In reply:
We thank Stefano Bambi and colleagues for highlighting these common concerns regarding the introduction of enteral nutrition during noninvasive ventilation (NIV) for acute respiratory failure. In our protocol, we use a nasogastric tube 8–12 French in diameter. Nasogastric tubes were inserted only in the enteral nutrition group. According to the guidelines,1 we use prokinetic agents for patients at high risk for aspiration, including those who have had an episode of vomiting or a high gastric volume, although we could not confirm the details of this point retrospectively.
As Bambi et al2 have mentioned, the recent enteral nutrition guideline by the American Society for Parenteral and Enteral Nutrition no longer recommends using gastric residual volume as a routine care criterion for withholding enteral nutrition inappropriately. However, there is a trial suggesting an association between vomiting and a gastric residual volume of > 250 mL.3 We also need to emphasize that the enteral nutrition protocol we use for ventilated subjects was mainly intended for those receiving invasive ventilation. Vomiting is much more critical for patients with NIV than for those with invasive ventilation, so we routinely assessed gastric residual volume and selected 250 mL as the tolerability threshold.
We use morphine or fentanyl to relieve patient dyspnea. In our protocol, we started morphine at 0.02 mg/kg/h and fentanyl at 0.05–0.1 μg/kg/h by continuous infusion and increased or decreased the rate depending on the subject's symptoms.4 To treat acute changes in dyspnea, we also use bolus infusion at 1-h doses intermittently as tolerated. Although an emetic adverse effect is associated with opioids, one of the 2 subjects who vomited during enteral nutrition was not being administered opioids. Our study also showed no relationship between airway complications and opioid use in univariate analysis. For these reasons, we concluded that enteral nutrition was an independent risk factor of airway complications, although the number of vomiting events was too small to confirm the actual effect of opioids.

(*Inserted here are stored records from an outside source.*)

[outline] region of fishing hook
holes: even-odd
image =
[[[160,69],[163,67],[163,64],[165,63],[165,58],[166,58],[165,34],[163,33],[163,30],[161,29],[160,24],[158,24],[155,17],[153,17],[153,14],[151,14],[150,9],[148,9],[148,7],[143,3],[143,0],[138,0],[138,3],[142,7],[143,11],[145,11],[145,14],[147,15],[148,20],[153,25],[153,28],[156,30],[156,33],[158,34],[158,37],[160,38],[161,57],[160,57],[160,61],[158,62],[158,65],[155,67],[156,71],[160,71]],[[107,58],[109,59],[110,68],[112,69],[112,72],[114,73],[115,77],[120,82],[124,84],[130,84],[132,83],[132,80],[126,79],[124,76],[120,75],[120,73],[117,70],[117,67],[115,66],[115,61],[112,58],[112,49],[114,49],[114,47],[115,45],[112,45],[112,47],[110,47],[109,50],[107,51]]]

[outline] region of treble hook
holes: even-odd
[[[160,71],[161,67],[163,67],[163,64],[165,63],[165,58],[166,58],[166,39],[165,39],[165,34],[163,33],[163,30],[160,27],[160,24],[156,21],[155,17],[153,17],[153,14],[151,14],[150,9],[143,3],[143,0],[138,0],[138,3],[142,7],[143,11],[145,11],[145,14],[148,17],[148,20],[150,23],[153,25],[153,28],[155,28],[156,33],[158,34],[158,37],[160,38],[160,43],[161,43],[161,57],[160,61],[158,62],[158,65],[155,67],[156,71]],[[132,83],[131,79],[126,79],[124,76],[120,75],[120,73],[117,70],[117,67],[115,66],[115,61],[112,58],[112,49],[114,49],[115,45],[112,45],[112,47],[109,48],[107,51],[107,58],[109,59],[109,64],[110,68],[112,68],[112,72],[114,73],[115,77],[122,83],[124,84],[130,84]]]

In our study, 67 of 107 subjects (63%) used bi-level NIV mode (spontaneous/timed) and the rate of spontaneous/timed mode to CPAP mode was not significantly different between the enteral nutrition and no-enteral nutrition group (63% vs 61%, P = .86). There was no difference in the rate of airway complications between spontaneous/timed mode and CPAP mode (49% vs 35%, P = .15).
As we showed in Table 1, the median (interquartile range) of inspiratory positive airway pressure was 10 (8–14) cm H2O in the no-enteral nutrition group, and 10 (8–12) cm H2O in the enteral nutrition group (P = .93).5 Bambi and colleagues suggested the benefit of a helmet interface to reduce airway complications of NIV. The helmet pressurizes gas flow indirectly to the airway and allows patients to expectorate. It could improve clearance of sputum and reduce the risk of aspiration when patients vomit.6 In fact, recent evidence suggested a lower intubation rate with a helmet than with a face mask among subjects with ARDS, where half of the included subjects had pneumonia or aspiration.7 However, there have been only a limited number of trials, and large, randomized, controlled trials are still needed to provide more robust evidence.
In conclusion, we are confident about our scientific data on enteral nutrition and airway complications in subjects with NIV and our emphasis on the need for special concern. There is no validated strategy, including the helmet or nursing care suggested by Stefano Bambi, to reduce the critical complications of enteral nutrition among patients with NIV. We need more evidence about this topic.
Footnotes
The authors have disclosed no conflicts of interest.